El Proyecto de Ley de Presupuestos Generales del Estado para el año 2021, aprobado en Consejo de Ministros y que arranca ahora su tramitación parlamentaria, prevé la subida de un 6% al 8% del tipo de gravamen del Impuesto sobre las Primas de Seguro.

De salir adelante, ésta será una medida que afectará a una inmensa mayoría de los españoles que disponen de alguna póliza contratada. ( el 95% de las familias y empresas).

El incremento que se propone es una subida al 8% (actualmente es del 6%), es decir de un 25%.  Una subida a todas luces que parece exagerada y que puede lograr un efecto disuasorio en el momento de mantener muchas pólizas. Vivimos en un momento en que a muchos de los clientes, el pago de sus pólizas les resulta costoso; este encarecimiento fiscal puede conseguir una disminución en la protección de sus patrimonios y vida.

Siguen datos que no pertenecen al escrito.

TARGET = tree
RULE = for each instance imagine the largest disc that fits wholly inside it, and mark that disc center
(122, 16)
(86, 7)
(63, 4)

Es el momento quizás de todo lo contrario: la necesidad de conseguir  una concienciación en la población para que, más que nunca, protejan sus bienes, sus vidas, su salud.  Una sociedad asegurada es una sociedad culta.

No son tampoco muy acertadas medidas como el recorte fiscal de los Planes de Pensiones, ni la modificación de los límites de aportaciones máximas a los Planes de Pensiones individuales, que en  este Proyecto de Ley de Presupuestos Generales proponen  rebajar de 8.000.-€ a 2.000.-€. Los incentivos fiscales del ahorro deberían ser una ayuda y una premisa en la cultura financiera de cada individuo para fomentar la creación de  una garantía adicional complementaria en el momento de su jubilación, máxime con las dificultades que tenemos actualmente en el pago de las pensiones y las cuantías de éstas.